Kehidupan anak-anak sampai remaja dilabeli sebagai masa brahmacari, masa menuntut ilmu dengan berbagai tanggung jawab yang diemban. Penghormatan terhadap catur guru menjadi kewajiban mutlak atau semacam hutang yang dimiliki untuk dituntaskan sehingga beban tersebut membentuk sikap-sikap tertentu. Setelah dewasa manusia dihadapkan pada kehidupan baru mengenai penyatuan dua jenis kelamin, yaitu masakapan atau makurenan, disini manusia yang telah diinisiasi melalui upacara tersebut dibebankan berbagai ritual dalam hidupnya untuk membayar hutang yang disebut dengan tri rna. Ketiga hutang tersebut melahirkan berbagai laku ritual yang disebut panca yajnya dengan berbagai difinisi dan bagiannya.
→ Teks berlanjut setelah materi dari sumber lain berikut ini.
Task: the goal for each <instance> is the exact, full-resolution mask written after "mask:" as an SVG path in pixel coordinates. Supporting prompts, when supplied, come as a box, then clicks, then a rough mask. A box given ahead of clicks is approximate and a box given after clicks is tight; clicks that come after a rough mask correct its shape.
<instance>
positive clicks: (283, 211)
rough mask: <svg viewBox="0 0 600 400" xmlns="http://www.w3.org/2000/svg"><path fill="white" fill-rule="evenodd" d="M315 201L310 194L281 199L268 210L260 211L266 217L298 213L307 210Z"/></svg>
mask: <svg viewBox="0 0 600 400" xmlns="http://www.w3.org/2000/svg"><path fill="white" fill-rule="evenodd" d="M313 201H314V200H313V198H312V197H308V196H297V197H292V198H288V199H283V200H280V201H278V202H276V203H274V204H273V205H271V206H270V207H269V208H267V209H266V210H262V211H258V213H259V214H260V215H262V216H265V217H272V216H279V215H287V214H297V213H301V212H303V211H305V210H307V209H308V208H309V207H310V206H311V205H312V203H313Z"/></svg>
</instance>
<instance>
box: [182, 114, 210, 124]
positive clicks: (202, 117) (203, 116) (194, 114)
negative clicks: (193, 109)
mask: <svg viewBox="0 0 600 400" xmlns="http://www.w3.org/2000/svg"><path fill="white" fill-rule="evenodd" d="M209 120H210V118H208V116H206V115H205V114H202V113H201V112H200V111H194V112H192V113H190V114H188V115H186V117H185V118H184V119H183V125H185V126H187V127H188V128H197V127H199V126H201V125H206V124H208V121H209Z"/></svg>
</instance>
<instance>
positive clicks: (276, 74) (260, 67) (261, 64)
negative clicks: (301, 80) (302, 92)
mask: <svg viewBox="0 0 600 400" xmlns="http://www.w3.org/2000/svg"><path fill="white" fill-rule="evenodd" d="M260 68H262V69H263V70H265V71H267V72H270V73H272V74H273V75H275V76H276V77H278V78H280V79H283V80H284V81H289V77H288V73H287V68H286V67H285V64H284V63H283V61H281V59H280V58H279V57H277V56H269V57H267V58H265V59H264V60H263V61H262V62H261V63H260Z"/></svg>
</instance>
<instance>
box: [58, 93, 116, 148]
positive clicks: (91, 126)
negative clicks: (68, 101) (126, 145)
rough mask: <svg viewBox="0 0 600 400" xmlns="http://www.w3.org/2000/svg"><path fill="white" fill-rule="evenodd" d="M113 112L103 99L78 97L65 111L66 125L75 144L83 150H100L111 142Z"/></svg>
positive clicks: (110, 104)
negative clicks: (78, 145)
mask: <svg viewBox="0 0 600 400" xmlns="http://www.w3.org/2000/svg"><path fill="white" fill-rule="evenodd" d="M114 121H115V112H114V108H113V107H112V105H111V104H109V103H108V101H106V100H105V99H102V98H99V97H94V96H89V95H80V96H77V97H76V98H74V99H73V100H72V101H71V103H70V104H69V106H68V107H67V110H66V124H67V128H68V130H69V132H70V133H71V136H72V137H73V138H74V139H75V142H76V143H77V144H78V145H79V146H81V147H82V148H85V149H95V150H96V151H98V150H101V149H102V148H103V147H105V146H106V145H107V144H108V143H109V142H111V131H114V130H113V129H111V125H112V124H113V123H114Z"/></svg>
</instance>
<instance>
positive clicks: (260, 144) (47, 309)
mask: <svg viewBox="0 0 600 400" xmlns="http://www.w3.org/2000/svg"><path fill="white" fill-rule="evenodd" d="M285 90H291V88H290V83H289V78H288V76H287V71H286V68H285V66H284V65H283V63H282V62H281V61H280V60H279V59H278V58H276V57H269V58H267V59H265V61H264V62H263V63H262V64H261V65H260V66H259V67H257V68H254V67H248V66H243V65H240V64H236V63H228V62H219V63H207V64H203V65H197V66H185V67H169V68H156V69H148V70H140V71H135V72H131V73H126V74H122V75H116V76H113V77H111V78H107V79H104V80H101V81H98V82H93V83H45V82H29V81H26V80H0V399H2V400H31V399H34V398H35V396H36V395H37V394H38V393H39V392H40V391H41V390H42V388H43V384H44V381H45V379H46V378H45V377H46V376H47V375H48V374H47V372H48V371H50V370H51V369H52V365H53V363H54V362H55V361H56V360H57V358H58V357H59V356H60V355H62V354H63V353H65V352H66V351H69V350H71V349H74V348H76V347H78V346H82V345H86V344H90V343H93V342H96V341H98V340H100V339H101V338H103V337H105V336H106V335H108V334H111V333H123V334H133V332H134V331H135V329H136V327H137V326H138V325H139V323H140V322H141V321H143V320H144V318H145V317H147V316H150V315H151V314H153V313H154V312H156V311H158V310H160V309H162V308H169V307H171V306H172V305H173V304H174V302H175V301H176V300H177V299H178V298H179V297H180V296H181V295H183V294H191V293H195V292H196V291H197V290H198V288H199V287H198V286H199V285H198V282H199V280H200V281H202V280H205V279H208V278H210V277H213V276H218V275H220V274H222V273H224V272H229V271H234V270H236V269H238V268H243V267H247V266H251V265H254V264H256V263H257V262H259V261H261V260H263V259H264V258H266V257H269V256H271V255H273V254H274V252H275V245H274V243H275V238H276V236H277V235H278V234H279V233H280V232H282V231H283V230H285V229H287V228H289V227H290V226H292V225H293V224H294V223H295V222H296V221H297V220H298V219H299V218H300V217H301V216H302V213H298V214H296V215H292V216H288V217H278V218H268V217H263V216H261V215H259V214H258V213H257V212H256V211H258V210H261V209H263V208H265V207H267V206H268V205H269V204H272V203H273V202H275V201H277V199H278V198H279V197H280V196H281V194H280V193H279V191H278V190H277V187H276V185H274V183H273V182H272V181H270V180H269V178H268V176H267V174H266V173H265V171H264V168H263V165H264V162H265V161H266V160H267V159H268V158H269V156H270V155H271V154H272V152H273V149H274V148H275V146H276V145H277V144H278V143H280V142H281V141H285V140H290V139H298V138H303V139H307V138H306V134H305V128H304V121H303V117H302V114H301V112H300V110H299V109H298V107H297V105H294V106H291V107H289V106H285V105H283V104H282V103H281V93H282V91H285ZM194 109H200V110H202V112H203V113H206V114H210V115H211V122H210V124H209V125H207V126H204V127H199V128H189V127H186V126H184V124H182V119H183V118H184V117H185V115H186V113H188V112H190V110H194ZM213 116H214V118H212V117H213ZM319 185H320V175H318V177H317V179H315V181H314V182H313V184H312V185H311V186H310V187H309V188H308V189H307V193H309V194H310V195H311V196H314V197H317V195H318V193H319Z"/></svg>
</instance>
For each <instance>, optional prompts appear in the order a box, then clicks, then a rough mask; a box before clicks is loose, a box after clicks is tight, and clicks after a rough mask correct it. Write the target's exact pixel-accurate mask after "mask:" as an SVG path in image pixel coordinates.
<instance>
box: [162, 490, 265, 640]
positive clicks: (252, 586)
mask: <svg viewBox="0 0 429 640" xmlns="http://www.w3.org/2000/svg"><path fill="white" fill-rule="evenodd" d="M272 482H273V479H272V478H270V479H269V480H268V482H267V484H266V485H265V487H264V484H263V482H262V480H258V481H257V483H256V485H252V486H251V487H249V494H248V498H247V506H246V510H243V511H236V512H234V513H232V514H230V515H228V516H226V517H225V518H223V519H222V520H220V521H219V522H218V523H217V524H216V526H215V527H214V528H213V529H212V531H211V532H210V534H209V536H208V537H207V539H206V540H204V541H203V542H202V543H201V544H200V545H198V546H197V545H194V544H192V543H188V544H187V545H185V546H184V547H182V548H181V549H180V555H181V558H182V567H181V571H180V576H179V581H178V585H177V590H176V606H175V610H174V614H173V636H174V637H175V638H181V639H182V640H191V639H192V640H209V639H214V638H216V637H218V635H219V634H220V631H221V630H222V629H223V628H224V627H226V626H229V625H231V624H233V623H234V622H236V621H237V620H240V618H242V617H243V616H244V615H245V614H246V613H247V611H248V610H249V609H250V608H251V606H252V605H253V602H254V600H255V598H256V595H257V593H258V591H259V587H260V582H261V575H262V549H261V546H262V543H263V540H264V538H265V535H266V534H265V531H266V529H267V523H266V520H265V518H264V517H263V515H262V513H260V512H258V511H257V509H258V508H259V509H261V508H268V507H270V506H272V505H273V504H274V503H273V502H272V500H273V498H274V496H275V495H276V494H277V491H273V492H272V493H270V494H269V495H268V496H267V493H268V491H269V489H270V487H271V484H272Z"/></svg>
Ritual panca yajnya melahirkan tindakan yang terstruktur dan terpola sesuai dengan memori kolektif masyarakat dengan berbagai variasinya.

Ketika masih janin, bayi dan anak-anak tubuh dan psikis individual mendapatkan konsentrasi, maka ketika remaja dan dewasa tanggung jawab sosial menjadi domainnya. Manusia tidak lagi sebagaimana adanya namun telah masuk kedalam kerumunan besar yang disebut dengan masyarakat. Bagian terakhir dalam perjalanan kehidupan sebelum kematian adalah menghadapi masa tua, faktual di masyarakat masa tua adalah masa “persentasi” dimana pengetahuan dan pengalaman yang matang membawa manusia sebagai “yang dituakan” atau sepuh dalam kehidupan.